SKOS permits the creation of related concept relationships both within and between concept schemes. SKOS also has mapping relationships called matching properties, including relatedMatch, for use between concept schemes, whether they are in the same “project” (sharing the same, initial, domain part of a URI) or not. The option to use either related or relatedMatch across concept schemes of the same project can be a source of confusion.

Best Practices for SKOS Related Concepts

If you are implementing concept schemes each as a facet/filter/refinement in a user interface, then it is best practice not create associative (related) relationships between concepts in different concept schemes. Facets function as mutually exclusive aspects or dimensions of content items and queries. Any “relatedness” is implicit based on the search results, but not from the taxonomy itself, which should be flexible to allow any combination of concepts from facets and not prescribe relatedness.
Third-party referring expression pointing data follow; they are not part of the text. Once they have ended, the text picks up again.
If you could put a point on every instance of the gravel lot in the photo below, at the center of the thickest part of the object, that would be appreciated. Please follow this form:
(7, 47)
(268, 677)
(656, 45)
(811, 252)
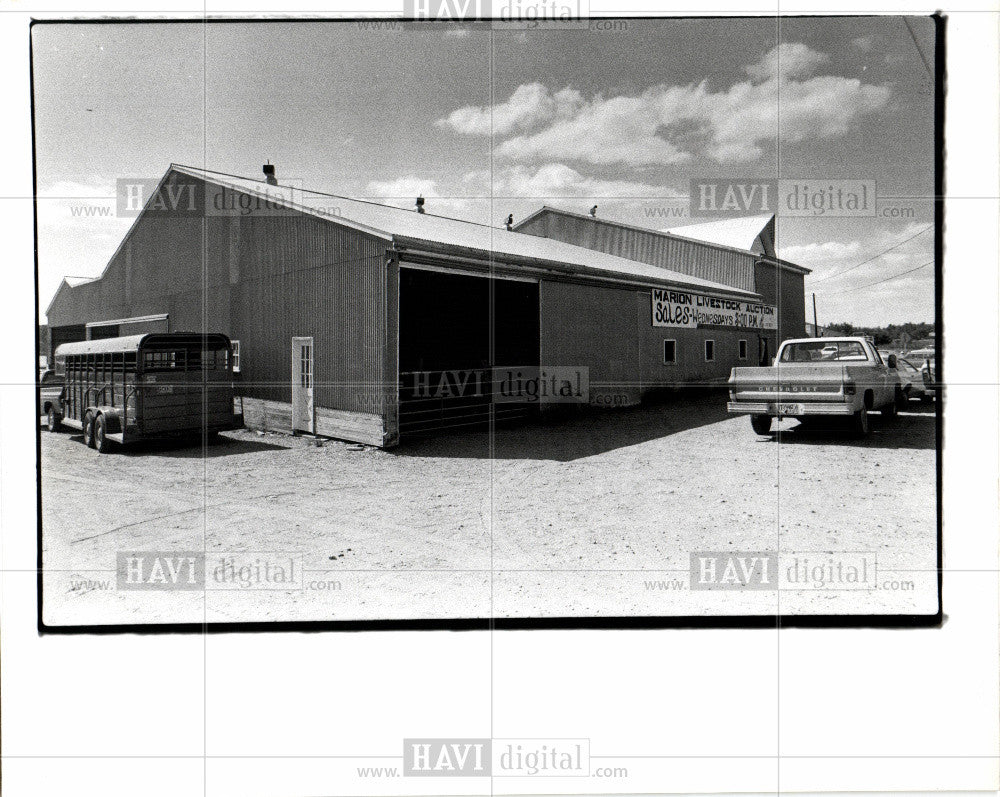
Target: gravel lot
(595, 515)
For example, a user may want to filter a search on movies by which movies meet selected criteria (facets) of a chosen genre, actor, director, topical theme, and country of production, and the result set will implicitly indicate in which movies where these aspects are related.
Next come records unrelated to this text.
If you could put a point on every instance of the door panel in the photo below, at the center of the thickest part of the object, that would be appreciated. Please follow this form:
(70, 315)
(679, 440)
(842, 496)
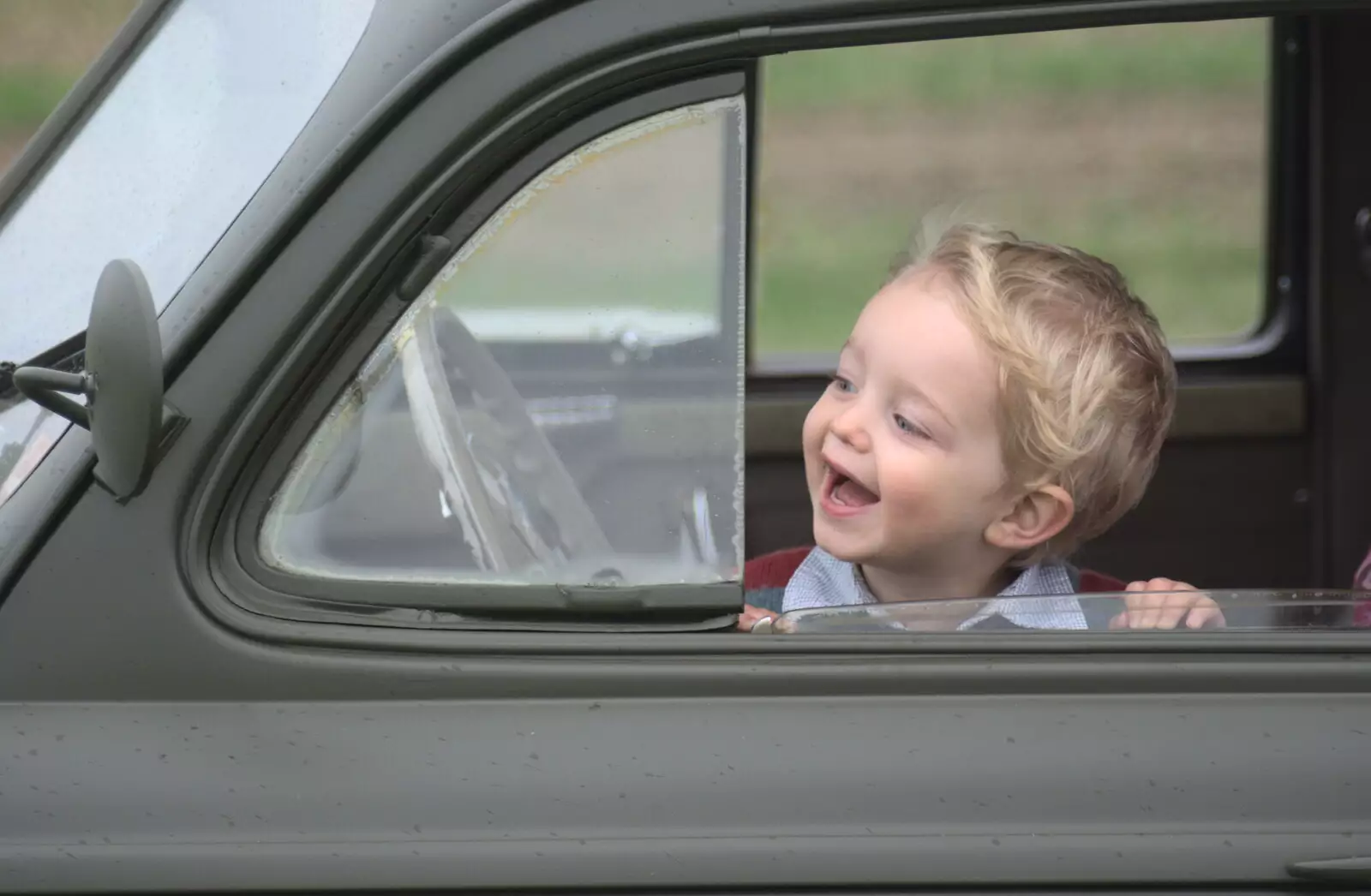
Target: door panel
(1044, 790)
Enriching a taxonomy with the semantics of an ontology, in addition to supporting additional data attributes (such as movie production year, actor nationality and birth date, etc.), supports connections across concept types that can be utilized in a front-end application. The user can search not only for movies, but also search for other entities, such as actors (who appear in movies of a certain genre directed by a certain director), or directors (who directed movies on certain themes from certain countries), etc.  This involved creating customized, semantic relationships between classes which correspond to the concept schemes: Actor performsIn Movie title and Movie title hasActor Actor, Movie title isProducedIn Country and Country isOriginOf Movie title, etc. These semantic relationships, of course, make any generic SKOS related relationships across the concept schemes unnecessary, redundant, and rather meaningless.

Thus, regardless of the use of your concept schemes, the related concept relationship is best not used between concepts in different concept schemes. Rather, the related concept relationship is better used between concepts within a concept scheme, especially topical (subject) concepts, for example, relating the concepts Data quality and Quality management. Relatedness between named entities within a concept scheme, on the other hand, such as concept schemes for People, Organizations, and Geographic places, is best left to be implicit from the retrieved content and not prescribed in a taxonomy, which may be dependent on the content, change over time, and be too subjective.

Even if the current end-user application of a taxonomy does not support user interaction with related links, associative relationships can support tagging, both manual and automated. Finally, a taxonomy typically has a longer life than a single application, so incorporating in related concept relationships while the taxonomy is being built and regularly maintained is a good practice for the future use of the taxonomy.